Examples of Effective Time in a sentence
Each share of the Common Stock that is owned by the Company or by any direct or indirect wholly owned Subsidiary of the Company (the “Treasury Shares”) issued and outstanding immediately prior to the Effective Time shall automatically be canceled and shall cease to exist, and no cash or other treasury stock consideration shall be delivered or deliverable in exchange therefor.
The Merger shall have the effects set forth in this Agreement, the Certificate of Merger and the applicable provisions of the DGCL, including, without limitation, that, at the Effective Time, all the properties, rights, privileges, powers and franchises of the Company and Purchaser shall vest in the Surviving Corporation, and all debts, liabilities and duties of the Company and Purchaser shall become the debts, liabilities and duties of the Surviving Corporation.
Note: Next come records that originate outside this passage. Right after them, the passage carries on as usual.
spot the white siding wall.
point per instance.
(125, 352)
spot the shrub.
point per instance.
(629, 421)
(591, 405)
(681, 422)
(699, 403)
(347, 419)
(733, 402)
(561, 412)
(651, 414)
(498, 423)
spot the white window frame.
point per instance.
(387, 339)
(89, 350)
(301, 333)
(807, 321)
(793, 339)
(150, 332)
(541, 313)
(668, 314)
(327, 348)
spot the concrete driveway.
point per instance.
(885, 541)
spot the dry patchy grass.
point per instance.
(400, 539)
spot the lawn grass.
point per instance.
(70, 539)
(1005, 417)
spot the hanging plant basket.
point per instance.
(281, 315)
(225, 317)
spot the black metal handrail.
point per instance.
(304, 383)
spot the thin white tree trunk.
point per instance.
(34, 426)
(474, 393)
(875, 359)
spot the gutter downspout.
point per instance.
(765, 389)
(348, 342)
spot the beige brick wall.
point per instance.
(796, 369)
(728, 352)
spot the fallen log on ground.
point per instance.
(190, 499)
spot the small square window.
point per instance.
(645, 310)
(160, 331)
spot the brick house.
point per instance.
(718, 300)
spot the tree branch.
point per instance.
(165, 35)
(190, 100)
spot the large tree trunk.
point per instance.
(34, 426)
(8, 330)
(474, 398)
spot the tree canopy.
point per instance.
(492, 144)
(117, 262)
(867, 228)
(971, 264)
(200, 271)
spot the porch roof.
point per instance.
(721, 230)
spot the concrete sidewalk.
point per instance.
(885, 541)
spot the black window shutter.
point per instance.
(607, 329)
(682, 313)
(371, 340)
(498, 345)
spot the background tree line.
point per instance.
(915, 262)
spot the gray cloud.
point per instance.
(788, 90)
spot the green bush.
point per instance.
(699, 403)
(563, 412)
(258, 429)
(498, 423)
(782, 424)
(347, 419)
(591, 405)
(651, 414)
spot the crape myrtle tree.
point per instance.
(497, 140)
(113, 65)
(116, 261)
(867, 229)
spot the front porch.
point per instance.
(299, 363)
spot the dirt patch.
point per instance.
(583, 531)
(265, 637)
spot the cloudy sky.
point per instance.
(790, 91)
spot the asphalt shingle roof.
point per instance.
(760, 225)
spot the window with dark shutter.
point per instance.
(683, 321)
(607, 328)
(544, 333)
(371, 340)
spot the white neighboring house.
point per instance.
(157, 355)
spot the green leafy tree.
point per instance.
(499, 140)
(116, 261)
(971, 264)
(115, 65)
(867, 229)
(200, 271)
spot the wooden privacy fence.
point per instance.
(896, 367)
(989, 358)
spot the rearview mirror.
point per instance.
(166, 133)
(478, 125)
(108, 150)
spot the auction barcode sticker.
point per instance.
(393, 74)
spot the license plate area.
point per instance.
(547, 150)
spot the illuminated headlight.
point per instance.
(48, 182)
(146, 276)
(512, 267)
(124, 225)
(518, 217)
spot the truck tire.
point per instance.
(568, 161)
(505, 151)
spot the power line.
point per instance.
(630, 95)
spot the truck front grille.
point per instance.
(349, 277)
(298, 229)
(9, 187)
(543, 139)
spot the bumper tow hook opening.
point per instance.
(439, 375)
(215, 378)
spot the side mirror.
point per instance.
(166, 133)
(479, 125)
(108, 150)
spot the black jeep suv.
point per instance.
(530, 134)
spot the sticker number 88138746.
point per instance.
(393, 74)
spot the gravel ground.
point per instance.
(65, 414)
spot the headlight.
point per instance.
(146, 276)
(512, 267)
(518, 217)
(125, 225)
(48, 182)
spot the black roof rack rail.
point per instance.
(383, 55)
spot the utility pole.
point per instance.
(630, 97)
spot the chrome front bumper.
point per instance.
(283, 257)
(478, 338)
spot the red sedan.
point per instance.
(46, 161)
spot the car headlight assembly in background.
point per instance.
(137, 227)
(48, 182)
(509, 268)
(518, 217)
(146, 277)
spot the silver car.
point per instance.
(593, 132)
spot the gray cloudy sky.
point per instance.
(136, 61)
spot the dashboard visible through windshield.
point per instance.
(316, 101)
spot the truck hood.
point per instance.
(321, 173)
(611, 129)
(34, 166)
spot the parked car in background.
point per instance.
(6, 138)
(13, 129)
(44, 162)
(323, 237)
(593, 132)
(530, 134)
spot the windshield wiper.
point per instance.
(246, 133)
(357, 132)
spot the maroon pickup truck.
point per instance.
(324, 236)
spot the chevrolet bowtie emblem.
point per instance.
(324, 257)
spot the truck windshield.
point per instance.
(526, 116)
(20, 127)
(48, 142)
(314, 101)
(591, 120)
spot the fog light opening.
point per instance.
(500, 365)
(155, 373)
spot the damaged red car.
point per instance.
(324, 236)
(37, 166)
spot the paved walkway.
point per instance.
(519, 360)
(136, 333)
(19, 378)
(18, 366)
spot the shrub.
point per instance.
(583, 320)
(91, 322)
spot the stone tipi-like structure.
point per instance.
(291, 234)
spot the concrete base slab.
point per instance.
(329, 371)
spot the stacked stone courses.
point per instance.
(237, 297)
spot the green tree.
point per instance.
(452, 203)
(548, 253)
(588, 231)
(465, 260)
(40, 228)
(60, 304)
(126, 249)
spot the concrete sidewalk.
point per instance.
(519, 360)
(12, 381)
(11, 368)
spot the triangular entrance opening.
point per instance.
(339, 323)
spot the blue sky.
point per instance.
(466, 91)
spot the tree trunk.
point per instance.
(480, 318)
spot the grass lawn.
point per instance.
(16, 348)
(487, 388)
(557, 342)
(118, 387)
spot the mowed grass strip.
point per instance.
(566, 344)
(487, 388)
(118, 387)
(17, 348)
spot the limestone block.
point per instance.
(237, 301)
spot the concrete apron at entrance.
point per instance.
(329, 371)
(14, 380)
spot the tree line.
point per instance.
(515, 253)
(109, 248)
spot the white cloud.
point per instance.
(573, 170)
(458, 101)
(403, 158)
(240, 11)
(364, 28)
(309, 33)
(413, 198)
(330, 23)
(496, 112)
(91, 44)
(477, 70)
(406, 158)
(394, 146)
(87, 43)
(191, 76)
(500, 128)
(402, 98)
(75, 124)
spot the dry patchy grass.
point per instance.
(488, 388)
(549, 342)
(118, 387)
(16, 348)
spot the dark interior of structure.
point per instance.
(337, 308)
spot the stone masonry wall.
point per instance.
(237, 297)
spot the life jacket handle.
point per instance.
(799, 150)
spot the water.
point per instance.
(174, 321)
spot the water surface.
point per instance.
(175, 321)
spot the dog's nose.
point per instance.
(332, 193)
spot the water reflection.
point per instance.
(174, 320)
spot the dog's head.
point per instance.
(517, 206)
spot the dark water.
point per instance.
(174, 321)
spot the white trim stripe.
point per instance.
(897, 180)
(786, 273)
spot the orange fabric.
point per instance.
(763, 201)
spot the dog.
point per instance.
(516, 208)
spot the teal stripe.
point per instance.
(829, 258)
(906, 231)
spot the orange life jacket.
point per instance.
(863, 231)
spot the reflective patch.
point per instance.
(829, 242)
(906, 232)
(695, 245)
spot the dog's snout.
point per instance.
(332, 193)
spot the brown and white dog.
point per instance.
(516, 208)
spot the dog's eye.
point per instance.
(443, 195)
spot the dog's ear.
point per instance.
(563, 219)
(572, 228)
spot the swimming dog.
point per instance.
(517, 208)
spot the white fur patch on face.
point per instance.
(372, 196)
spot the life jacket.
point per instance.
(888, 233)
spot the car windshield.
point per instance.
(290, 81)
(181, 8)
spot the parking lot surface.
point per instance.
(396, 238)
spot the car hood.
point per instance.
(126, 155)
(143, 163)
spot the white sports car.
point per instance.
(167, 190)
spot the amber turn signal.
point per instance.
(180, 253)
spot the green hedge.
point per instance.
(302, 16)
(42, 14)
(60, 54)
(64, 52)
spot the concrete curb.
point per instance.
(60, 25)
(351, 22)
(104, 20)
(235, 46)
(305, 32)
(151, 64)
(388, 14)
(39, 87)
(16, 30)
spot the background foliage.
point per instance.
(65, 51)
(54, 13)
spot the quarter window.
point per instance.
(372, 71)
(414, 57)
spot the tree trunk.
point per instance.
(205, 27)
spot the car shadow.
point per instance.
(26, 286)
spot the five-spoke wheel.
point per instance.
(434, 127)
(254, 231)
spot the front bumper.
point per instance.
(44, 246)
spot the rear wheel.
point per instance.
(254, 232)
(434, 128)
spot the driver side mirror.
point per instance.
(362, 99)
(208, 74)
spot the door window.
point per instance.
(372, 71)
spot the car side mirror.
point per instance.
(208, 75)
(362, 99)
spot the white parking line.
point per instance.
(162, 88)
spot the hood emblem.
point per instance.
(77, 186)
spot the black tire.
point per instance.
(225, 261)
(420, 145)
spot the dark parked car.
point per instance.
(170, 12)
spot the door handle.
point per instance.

From and after the Effective Time, holders of Certificates immediately prior to the Merger shall have no right to vote or to receive any dividends or other distributions with respect to any shares of Common Stock that were represented by such Certificates, other than any dividends or other distributions payable to holders of record as of a date prior to the Effective Time, and shall have no other rights in respect thereof other than as provided herein or by law.
Whenever this Agreement requires a Subsidiary of the Company to take any action, such requirement shall be deemed to include an undertaking on the part of the Company to cause such Subsidiary to take such action and, after the Effective Time, on the part of the Surviving Corporation to cause such Subsidiary to take such action.
Upon the terms and subject to the conditions hereof, and in accordance with the applicable provisions of the General Corporation Law of the State of Delaware (the “DGCL”), Purchaser shall be merged with and into the Company at the Effective Time.